Bioinformatic techniques for inferring cell–cell interactions.

Platform Data Source Method Reference
CellTalkDB scRNA-seq Manually curated database of ligand–receptor pairs from both human and mouse samples. [46]
iTalk scRNA-seq Identifying and illustrating alterations in intercellular signaling network. R package made to analyze and visualize ligand–receptor pair. [47]
PyMINeR scRNA-seq Python maximal information network exploration resource. Fully automates cell type-specific identification, and pathways as well as in silico detection of autocrine and paracrine signaling networks [48]
CellChat scRNA-seq Open source R package that is able to visualize, analyze, and deduce intercellular communications from a data input.

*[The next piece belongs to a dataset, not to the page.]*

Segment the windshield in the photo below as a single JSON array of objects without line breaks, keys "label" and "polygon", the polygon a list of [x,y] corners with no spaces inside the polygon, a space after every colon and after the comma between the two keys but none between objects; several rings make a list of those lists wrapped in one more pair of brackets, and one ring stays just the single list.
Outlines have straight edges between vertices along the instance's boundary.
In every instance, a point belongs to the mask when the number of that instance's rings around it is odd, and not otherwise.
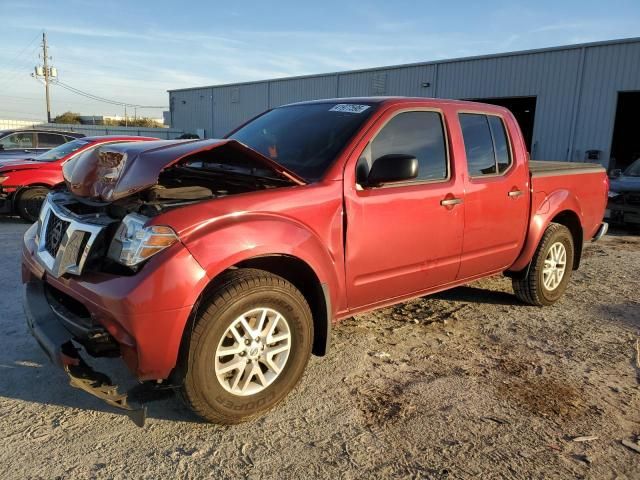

Uses mass action models and differential expression analysis to deduce cell state-specific signaling communications. Also provides visualization outputs to compare intercellular communication methods. [49]
CellPhoneDB scRNA-seq Identifies biologically relevant interacting ligand–receptor pairs. Cells with the same cluster are pooled together as one cell state. Ligand–receptor interactions are derived based on the expression of a receptor of one state and a ligand of the other state. [50]
Giotto scRNA-seq Open source spatial analysis platform that contains two modules, Giotto analyzer and Giotto viewer, which are both independent and fully integrated. Analyzer provides instructions about steps in analyzing single-cell expression data, and the viewer provides an interactive view of the data. [51]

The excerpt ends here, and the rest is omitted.